Formula as conclusões seguintes:
A - São de aplicar ao instituto da prescrição de dívidas fiscais e parafiscais o disposto no Art. 175º do CPPT, bem como o constante do Arts. 48º, nº l e 49º, nºs 3 e 4 da LGT. Sendo que, no caso concreto das dívidas à Segurança Social, há ainda que ter conta o disposto no Art. 49º da Lei nº 32/2002 e no Art. 60º, n.º 3 da Lei nº 4/2007, na redação dada pela Lei n.º 83-A/2013 de 30 de dezembro.
B - Não obstante, na parte não legislada por qualquer um dos preceitos supra mencionados, bem como no auxílio interpretativos dos mesmos, deverão aplicar-se todos os diplomas legais de caráter geral que, até por força das leis supra mencionadas são elas próprias aplicáveis subsidiariamente em todos os casos que a lei especial não regule.
C - Desta forma, e no caso em apreço, será de aplicar o disposto nos Arts. 326º e 327º do Código Civil, os quais determinam que dos diversos factos passíveis de interromper a contagem do prazo de prescrição (inutilizando todo o tempo até aí decorrido), apenas o primeiro o interrompe efetivamente, sendo porém, que tal facto tem um caráter duradouro que impede o (re)início da contagem do prazo prescricional enquanto não se verificar o trânsito em julgado de decisão que ponha termo ao processo executivo.
D - Nesta senda veja-se ainda as doutas palavras reproduzidas no âmbito do processo de recurso nº 558/07.3BEALM do TCA Sul e no acórdão do STA de 13.07.2016, no âmbito do Processo nº 0823/16.

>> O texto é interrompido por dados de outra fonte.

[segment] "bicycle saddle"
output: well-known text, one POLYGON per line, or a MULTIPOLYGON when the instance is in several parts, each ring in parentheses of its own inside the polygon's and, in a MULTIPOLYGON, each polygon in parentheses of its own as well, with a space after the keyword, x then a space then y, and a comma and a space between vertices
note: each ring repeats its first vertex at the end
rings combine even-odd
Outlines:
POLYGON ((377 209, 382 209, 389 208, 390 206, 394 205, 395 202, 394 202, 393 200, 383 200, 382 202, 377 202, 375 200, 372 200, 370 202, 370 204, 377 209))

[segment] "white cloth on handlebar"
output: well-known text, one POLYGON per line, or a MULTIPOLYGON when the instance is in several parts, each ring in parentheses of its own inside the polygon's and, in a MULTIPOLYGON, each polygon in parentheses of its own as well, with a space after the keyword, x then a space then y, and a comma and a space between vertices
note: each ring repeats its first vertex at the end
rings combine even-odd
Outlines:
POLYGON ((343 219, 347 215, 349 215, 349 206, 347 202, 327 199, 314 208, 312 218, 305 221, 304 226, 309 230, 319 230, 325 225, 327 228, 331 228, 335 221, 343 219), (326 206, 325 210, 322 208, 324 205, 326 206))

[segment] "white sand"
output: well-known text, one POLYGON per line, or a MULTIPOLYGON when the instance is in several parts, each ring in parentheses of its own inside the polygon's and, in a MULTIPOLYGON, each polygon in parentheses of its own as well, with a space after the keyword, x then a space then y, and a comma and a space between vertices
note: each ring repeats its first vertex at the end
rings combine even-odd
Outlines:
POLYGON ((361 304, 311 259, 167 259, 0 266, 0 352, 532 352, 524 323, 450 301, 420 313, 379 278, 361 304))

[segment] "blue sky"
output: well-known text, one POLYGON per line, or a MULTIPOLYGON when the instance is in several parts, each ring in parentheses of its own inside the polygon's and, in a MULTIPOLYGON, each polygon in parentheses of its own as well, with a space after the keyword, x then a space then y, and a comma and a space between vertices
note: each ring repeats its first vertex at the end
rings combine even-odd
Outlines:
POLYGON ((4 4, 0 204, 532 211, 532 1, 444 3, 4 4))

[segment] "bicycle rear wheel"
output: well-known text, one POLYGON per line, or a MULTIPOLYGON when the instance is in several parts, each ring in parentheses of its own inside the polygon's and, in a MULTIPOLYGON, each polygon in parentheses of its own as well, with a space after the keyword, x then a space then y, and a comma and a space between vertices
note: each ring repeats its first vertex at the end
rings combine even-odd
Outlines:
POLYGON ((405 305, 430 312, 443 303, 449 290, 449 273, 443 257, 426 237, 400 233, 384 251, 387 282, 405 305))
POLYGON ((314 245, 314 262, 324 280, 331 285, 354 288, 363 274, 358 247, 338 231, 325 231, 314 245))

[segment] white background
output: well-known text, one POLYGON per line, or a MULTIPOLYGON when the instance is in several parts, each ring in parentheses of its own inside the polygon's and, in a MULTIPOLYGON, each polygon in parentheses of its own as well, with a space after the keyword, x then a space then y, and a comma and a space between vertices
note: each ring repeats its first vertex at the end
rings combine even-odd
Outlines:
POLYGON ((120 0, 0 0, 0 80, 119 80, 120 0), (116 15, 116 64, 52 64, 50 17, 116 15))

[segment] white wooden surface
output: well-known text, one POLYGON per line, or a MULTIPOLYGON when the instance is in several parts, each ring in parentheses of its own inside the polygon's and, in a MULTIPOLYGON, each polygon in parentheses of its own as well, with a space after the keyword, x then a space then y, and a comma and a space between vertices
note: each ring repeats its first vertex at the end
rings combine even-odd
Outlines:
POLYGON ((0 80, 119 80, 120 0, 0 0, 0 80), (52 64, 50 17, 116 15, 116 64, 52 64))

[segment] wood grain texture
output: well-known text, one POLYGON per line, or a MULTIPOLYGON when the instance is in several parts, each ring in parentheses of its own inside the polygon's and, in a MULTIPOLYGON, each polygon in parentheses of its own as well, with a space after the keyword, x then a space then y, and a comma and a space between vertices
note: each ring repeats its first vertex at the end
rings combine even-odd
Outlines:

E - Uma vez mais e sem prescindir do supra argumentado, sempre se dirá que, mesmo que não se recorra ao auxílio interpretativo constante do disposto nos Arts. 326º e 327º do Código Civil,
F - dos quais resulta que, para efeitos de interrupção da contagem do prazo prescricional apenas conta o primeiro facto interruptivo, o qual tem um carácter duradouro que impede o (re)início da contagem do prazo prescricional enquanto não se verificar o trânsito em julgado de decisão que ponha termo ao processo executivo,
G - sempre terá que se analisar a contagem dos prazos prescricionais, contando para o efeito com cada uma das interrupções levadas a cabo pela Executada/Recorrente, as quais foram passíveis de ir interrompendo sucessivamente a prescrição, impedindo que a mesma tivesse ocorrido.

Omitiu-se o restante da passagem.